Le lien, l’intégration spatiale et sociale, la prévention de la délinquance au centre des problématiques des nouvelles politiques de la ville, de l’aménagement du territoire doivent trouver dans le secteur associatif et le domaine culturel des réponses propres et adaptées que les Guadeloupéens auront à formuler.
L’oubli du sport indexe fortement les prévisions financières, les futurs projets de développement et leur utilité sociale. Le sport guadeloupéen systématiquement orienté vers une émigration obligatoire vers la France sous l’adage « la réussite sportive est impossible en Guadeloupe !» doit être revisité dans les possibilités de choix migratoire, les programmes éducatifs ambitieux et performants organisés et appliqués en Guadeloupe. Les familles guadeloupéennes supportent en silence les coûts financiers des politiques sportives pensées à 8000 km sans débat. Les déplacements, les soins, les frais d’études dans les structures de haut niveau, les rapatriements sanitaires après échec sont autant de frais
ponctionnés dans les budgets des familles et des collectivités locales. Les résultats internationaux des sportifs guadeloupéens dans toutes les disciplines (Judo, escrime, basket, tennis, athlétisme, football, cyclisme handball) n’entrainent aucun retour en Guadeloupe, aucune considération pour l’organisation du sport guadeloupéen : aides directes aux clubs, formations et défraiement de cadres de grande compétence. Voilà dans le sport, une forme de Pwofitasyon instituée en silence. Les résultats des sportifs guadeloupéens ne doivent pas nous faire oublier qu’il y a beaucoup d’appelés et peu d’élus.

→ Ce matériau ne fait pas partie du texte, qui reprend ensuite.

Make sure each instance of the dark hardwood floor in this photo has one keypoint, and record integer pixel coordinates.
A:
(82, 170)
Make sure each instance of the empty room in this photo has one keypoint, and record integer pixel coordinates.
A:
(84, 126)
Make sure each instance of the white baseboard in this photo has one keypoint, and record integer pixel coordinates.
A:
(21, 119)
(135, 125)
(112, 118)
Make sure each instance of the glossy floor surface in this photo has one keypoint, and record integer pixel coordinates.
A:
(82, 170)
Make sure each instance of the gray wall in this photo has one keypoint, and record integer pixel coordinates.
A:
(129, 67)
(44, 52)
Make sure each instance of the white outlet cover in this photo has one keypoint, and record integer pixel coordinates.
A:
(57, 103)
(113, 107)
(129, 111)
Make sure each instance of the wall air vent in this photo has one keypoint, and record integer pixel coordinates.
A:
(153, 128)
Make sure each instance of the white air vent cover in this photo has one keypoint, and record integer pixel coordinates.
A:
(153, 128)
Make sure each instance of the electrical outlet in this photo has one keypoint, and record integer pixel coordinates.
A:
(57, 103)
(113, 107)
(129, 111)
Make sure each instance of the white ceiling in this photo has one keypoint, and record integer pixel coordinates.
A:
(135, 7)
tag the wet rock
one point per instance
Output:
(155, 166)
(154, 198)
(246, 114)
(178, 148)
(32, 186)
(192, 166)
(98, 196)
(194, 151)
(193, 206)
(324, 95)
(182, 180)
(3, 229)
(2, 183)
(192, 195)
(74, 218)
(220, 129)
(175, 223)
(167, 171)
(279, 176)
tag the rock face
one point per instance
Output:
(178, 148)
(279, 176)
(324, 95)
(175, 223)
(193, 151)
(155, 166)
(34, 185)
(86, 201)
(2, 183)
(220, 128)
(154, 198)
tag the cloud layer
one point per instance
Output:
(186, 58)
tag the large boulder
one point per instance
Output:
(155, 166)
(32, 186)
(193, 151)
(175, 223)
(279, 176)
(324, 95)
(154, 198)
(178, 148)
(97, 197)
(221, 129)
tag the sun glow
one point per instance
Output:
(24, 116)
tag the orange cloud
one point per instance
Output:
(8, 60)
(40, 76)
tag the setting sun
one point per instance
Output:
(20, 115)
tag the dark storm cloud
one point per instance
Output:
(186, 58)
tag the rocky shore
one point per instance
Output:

L’accomplissement sportif masque de grands drames sociaux, mais traduit bien les inégalités que nous vivons où les considérations nationales se cantonnent exclusivement dans le stade au son de la marseillaise, dans des positions sociales précises qui renforcent le prestige de l’Etat au détriment d’un réel accomplissement individuel dans sa vie après la carrière sportive.
Les Guadeloupéens qui s’investissent dans les pratiques de compétition et le sens qu’ils donnent à leur implication sont des stratégies de défense, des choix sociaux en homologie avec leurs résultats scolaires, leurs possibilités d’accès aux universités, aux grandes écoles et aux possibilités d’encadrement. Il est bon aussi de rappeler ce qui se vérifie dans le social, (le faible taux de cadres à haute responsabilité) se vérifie aussi dans le sport. Les guadeloupéens en dépit de leurs compétences sont particulièrement absents dans les postes à haute responsabilité sportive et nous refusons souvent
d’utiliser les expériences de nos valeurs sportives internationales souvent perçues comme des
étrangers chez eux.
Le sport est avant tout une production culturelle à repenser dans l’ensemble des pratiques culturelles. La diffusion des sports en Guadeloupe est une conquête liée à de nombreuses luttes guadeloupéennes pour accéder aux pratiques. Le sport guadeloupéen n’a plus rien à prouver au monde.
Il traduit plus que des activités, il exprime de manière euphémisée la compétition sociale que vit la société guadeloupéenne. En cette période de crise, le rôle du sport guadeloupéen et la réponse socio culturelle ne doivent pas être minorées, oubliées, et encore moins sacrifiées sur l’autel des contingences économiques.
Harry P. Mephon
Auteur de Sport et Société en Guadeloupe, Sociologie des pratiques de compétition ; Presses Universitaires de
Rennes 2007
Je n’ose rien ajouter au mots du talentueux Auteur de cet ouvrage de référence sur la Guadeloupe sportive. Ces efforts qu’il sollicite relèvent incontestablement de nos élus. Oui dans ce domaine comme dans beaucoup d’autres des efforts tangibles sont faits… mais celà n’est pas suffisant.